Performance doesn't seem too bad with the naive Bayes model, however it's possible to note that the ellipses have 0 covariance, as each variable is independent of the other (apart from iris_class). To improve performance, the variables could be fully connected.

## Fully observed mixture model

In [12]:
network = bayesianpy.network.create_network()

petal_length = builder.create_continuous_variable(network, "petal_length")
petal_width = builder.create_continuous_variable(network, "petal_width")
sepal_length = builder.create_continuous_variable(network, "sepal_length")
sepal_width = builder.create_continuous_variable(network, "sepal_width")
nodes = [petal_length, petal_width, sepal_length, sepal_width]
class_variable = builder.create_discrete_variable(network, iris, 'iris_class', iris['iris_class'].unique())

for i, node in enumerate(nodes):
    builder.create_link(network, class_variable, node)
    for j in range(i+1, len(nodes)):
        builder.create_link(network, node, nodes[j])

plt.figure()
layout = bayesianpy.visual.NetworkLayout(network)
graph = layout.build_graph()
pos = layout.fruchterman_reingold_layout(graph)
layout.visualise(graph, pos)

<IPython.core.display.Javascript object>

In [13]:
with bayesianpy.data.DataSet(iris, db_folder, logger) as dataset:
    model = bayesianpy.model.NetworkModel(network, logger)
    model.train(dataset)
    
    head_variables = ['sepal_length','sepal_width','petal_length','petal_width']
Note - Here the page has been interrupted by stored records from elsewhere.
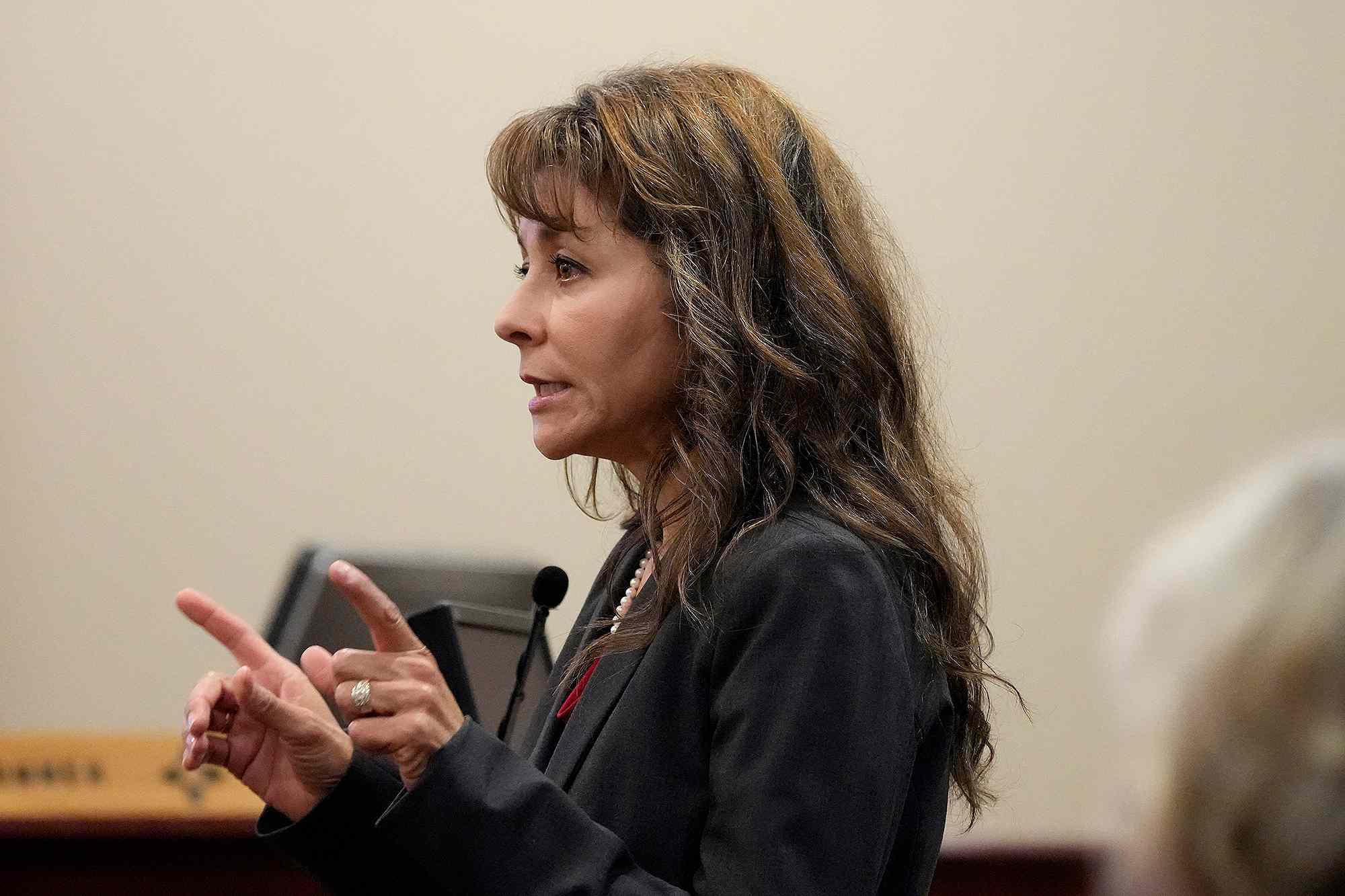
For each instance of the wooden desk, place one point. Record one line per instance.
(115, 814)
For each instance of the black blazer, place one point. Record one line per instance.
(797, 744)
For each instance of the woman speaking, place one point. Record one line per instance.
(781, 669)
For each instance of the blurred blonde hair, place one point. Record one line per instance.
(1233, 638)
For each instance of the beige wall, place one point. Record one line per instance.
(248, 270)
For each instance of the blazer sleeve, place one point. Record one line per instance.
(810, 758)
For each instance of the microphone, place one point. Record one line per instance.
(548, 591)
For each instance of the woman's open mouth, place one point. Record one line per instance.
(547, 393)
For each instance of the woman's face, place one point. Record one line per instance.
(594, 341)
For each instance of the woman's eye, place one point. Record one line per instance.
(566, 270)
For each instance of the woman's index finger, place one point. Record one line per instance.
(229, 630)
(383, 618)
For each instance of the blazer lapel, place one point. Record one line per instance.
(607, 685)
(547, 729)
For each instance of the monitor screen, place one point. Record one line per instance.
(493, 612)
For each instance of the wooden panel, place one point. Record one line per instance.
(57, 779)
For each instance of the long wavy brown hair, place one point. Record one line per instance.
(800, 370)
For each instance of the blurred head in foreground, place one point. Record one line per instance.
(1229, 655)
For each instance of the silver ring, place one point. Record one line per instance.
(361, 696)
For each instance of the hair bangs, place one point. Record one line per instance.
(539, 162)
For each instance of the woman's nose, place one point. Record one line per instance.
(517, 322)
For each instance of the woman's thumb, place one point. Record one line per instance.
(267, 706)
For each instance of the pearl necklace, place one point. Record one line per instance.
(631, 591)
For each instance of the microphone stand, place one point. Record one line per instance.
(540, 615)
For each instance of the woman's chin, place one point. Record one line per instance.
(549, 446)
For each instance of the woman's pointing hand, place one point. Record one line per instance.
(267, 723)
(393, 696)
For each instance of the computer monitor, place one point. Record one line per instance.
(493, 614)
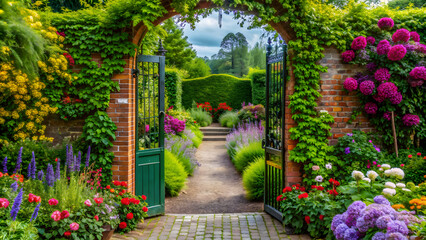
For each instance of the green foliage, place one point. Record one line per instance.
(201, 117)
(17, 230)
(229, 119)
(25, 44)
(215, 89)
(197, 68)
(248, 154)
(175, 175)
(43, 151)
(173, 86)
(258, 86)
(254, 179)
(98, 133)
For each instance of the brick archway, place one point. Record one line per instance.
(122, 105)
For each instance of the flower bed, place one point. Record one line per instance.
(65, 201)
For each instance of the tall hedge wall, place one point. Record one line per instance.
(215, 89)
(258, 86)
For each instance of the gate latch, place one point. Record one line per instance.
(135, 72)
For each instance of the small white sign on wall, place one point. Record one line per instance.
(122, 100)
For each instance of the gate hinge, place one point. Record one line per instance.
(135, 72)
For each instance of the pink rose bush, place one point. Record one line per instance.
(394, 65)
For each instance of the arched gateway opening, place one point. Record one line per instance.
(130, 160)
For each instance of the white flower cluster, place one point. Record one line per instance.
(357, 175)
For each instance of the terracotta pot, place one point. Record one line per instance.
(108, 232)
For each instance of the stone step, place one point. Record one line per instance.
(214, 138)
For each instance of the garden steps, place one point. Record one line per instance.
(215, 133)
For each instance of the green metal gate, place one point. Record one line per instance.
(275, 127)
(149, 164)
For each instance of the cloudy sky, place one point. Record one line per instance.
(207, 36)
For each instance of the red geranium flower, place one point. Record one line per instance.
(307, 219)
(123, 225)
(303, 195)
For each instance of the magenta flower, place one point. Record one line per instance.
(348, 56)
(367, 87)
(418, 73)
(359, 43)
(401, 35)
(371, 40)
(383, 47)
(385, 23)
(415, 36)
(410, 120)
(370, 108)
(382, 75)
(397, 52)
(387, 115)
(350, 84)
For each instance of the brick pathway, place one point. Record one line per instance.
(210, 226)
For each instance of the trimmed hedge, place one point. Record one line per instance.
(215, 89)
(258, 86)
(173, 87)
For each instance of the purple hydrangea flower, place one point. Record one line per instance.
(5, 165)
(367, 87)
(348, 56)
(382, 75)
(385, 23)
(401, 35)
(410, 120)
(359, 43)
(383, 47)
(370, 108)
(397, 52)
(380, 199)
(350, 84)
(397, 226)
(16, 205)
(18, 161)
(35, 213)
(379, 236)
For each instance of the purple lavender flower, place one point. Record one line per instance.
(351, 234)
(5, 165)
(380, 199)
(40, 175)
(35, 213)
(339, 233)
(88, 157)
(347, 150)
(382, 222)
(58, 170)
(397, 226)
(395, 236)
(379, 236)
(14, 186)
(16, 205)
(50, 175)
(18, 161)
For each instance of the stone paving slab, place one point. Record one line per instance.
(230, 226)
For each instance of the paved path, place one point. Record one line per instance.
(210, 226)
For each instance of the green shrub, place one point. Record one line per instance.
(248, 154)
(258, 86)
(253, 179)
(173, 86)
(201, 117)
(229, 119)
(175, 175)
(215, 89)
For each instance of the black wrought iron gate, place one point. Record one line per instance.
(149, 162)
(275, 127)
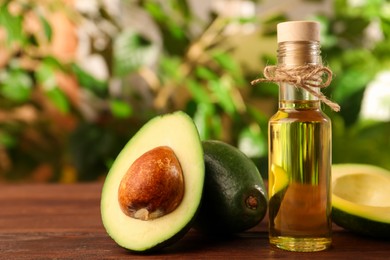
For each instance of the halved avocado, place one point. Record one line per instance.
(234, 196)
(361, 199)
(153, 190)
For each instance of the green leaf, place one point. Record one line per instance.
(7, 140)
(205, 73)
(120, 109)
(199, 94)
(208, 123)
(222, 93)
(226, 61)
(45, 75)
(131, 52)
(252, 142)
(169, 68)
(13, 26)
(59, 99)
(16, 86)
(86, 80)
(46, 28)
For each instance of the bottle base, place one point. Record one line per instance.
(301, 244)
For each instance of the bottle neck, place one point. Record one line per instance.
(295, 54)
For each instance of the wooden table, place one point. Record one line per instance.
(63, 222)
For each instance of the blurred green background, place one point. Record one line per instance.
(79, 78)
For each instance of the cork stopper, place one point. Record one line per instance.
(298, 31)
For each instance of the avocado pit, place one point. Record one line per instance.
(153, 186)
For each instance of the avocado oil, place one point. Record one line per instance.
(299, 148)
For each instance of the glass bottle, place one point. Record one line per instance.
(299, 151)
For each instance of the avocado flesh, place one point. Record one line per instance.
(361, 199)
(178, 132)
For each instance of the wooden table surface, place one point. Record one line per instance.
(54, 221)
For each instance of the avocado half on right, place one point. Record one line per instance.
(361, 199)
(153, 190)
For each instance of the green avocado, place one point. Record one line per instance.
(234, 195)
(154, 187)
(361, 199)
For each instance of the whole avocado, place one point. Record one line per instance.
(234, 196)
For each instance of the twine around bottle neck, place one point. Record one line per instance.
(307, 73)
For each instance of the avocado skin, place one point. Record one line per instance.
(360, 225)
(230, 177)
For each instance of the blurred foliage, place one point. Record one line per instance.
(52, 132)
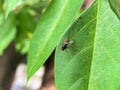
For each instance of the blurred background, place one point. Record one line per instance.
(15, 34)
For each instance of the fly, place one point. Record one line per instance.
(66, 44)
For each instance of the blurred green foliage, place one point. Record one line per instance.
(20, 23)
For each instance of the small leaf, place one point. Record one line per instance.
(52, 24)
(7, 32)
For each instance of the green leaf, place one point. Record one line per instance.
(11, 4)
(25, 30)
(52, 24)
(72, 66)
(92, 61)
(106, 59)
(7, 32)
(115, 4)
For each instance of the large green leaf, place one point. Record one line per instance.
(52, 24)
(105, 64)
(72, 66)
(25, 30)
(7, 32)
(115, 5)
(92, 61)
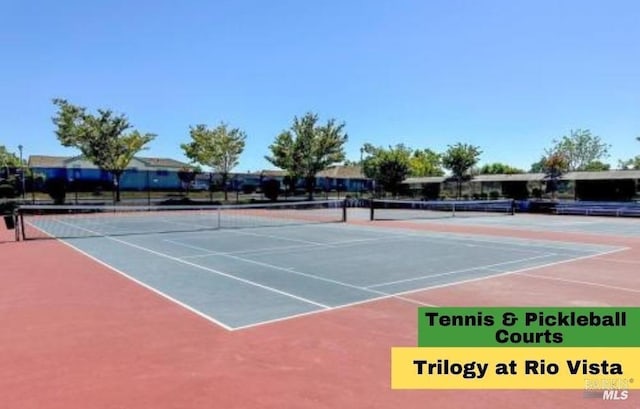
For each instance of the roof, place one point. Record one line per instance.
(342, 172)
(515, 177)
(534, 177)
(603, 175)
(44, 161)
(425, 179)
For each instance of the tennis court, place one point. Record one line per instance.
(295, 305)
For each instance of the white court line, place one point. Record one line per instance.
(264, 250)
(291, 270)
(279, 249)
(271, 236)
(198, 266)
(399, 296)
(588, 283)
(486, 267)
(140, 283)
(500, 243)
(615, 260)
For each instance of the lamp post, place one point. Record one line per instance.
(22, 175)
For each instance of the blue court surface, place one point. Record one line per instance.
(244, 277)
(618, 226)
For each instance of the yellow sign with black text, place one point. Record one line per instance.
(515, 368)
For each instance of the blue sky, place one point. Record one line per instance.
(508, 76)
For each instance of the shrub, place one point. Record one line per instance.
(271, 189)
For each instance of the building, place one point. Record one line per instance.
(601, 185)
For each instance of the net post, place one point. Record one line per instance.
(22, 230)
(344, 210)
(14, 215)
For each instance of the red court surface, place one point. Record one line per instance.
(75, 334)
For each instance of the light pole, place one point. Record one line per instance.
(22, 175)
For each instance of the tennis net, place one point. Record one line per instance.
(54, 221)
(420, 209)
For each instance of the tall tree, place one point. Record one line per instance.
(102, 139)
(498, 168)
(596, 166)
(219, 148)
(555, 165)
(580, 148)
(283, 157)
(425, 162)
(630, 164)
(459, 159)
(308, 148)
(538, 167)
(389, 167)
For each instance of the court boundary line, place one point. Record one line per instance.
(487, 267)
(300, 273)
(217, 272)
(399, 296)
(483, 238)
(149, 287)
(587, 283)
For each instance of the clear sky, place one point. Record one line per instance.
(508, 76)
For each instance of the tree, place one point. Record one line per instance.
(596, 166)
(219, 148)
(388, 168)
(459, 159)
(307, 148)
(538, 167)
(283, 157)
(425, 162)
(580, 148)
(630, 164)
(8, 159)
(497, 168)
(101, 138)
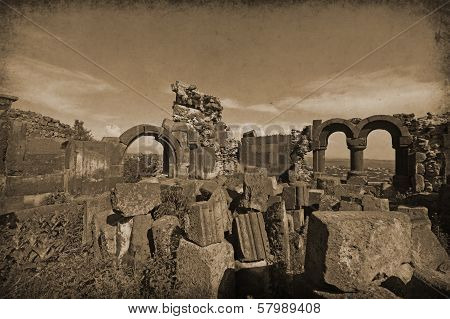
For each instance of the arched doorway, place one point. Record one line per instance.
(171, 146)
(357, 132)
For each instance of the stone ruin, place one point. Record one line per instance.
(244, 218)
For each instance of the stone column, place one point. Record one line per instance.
(319, 160)
(357, 174)
(401, 179)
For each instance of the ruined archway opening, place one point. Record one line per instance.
(145, 158)
(379, 157)
(337, 156)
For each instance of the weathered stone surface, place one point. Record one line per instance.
(315, 196)
(372, 203)
(349, 206)
(427, 252)
(277, 228)
(140, 245)
(326, 182)
(302, 194)
(251, 237)
(289, 197)
(164, 231)
(298, 217)
(255, 192)
(124, 228)
(205, 272)
(131, 199)
(348, 250)
(329, 202)
(204, 225)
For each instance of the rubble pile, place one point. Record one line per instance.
(39, 125)
(300, 146)
(428, 144)
(204, 113)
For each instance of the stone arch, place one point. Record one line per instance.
(332, 126)
(399, 133)
(321, 133)
(171, 154)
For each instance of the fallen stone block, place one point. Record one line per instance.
(255, 191)
(328, 203)
(205, 272)
(427, 252)
(298, 217)
(251, 237)
(349, 206)
(165, 231)
(302, 194)
(349, 250)
(124, 228)
(132, 199)
(140, 245)
(277, 228)
(204, 225)
(327, 182)
(289, 197)
(372, 203)
(315, 196)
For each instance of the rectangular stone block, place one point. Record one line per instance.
(289, 196)
(132, 199)
(372, 203)
(349, 250)
(302, 194)
(298, 217)
(205, 225)
(315, 196)
(349, 206)
(17, 185)
(251, 237)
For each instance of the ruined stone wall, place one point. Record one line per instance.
(428, 153)
(39, 161)
(204, 113)
(38, 125)
(271, 152)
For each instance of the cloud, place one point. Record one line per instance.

    query_type_class = bayesianpy.model.QueryConditionalJointProbability(
            head_variables=head_variables,
                tail_variables=['iris_class'])

    engine = bayesianpy.model.InferenceEngine(network).create_engine()
    
    # pass in an inference engine so that multiple queries can be performed, or evidence can be set.
    query = bayesianpy.model.Query(network, engine, logger)
    results_class = query.execute([query_type_class], aslist=False)

    plot(head_variables, results_class)

INFO:root:Writing 150 rows to storage
Writing 150 rows to storage
Writing 150 rows to storage
INFO:root:Finished writing 150 rows to storage
Finished writing 150 rows to storage
Finished writing 150 rows to storage
INFO:root:Training model...
Training model...
Training model...
INFO:root:Finished training model
Finished training model
Finished training model


<IPython.core.display.Javascript object>

As can be seen, the ellipses are no longer axis aligned and now covary accordingly. If there are more than three clusters, and only three classes, then a latent variable can be used.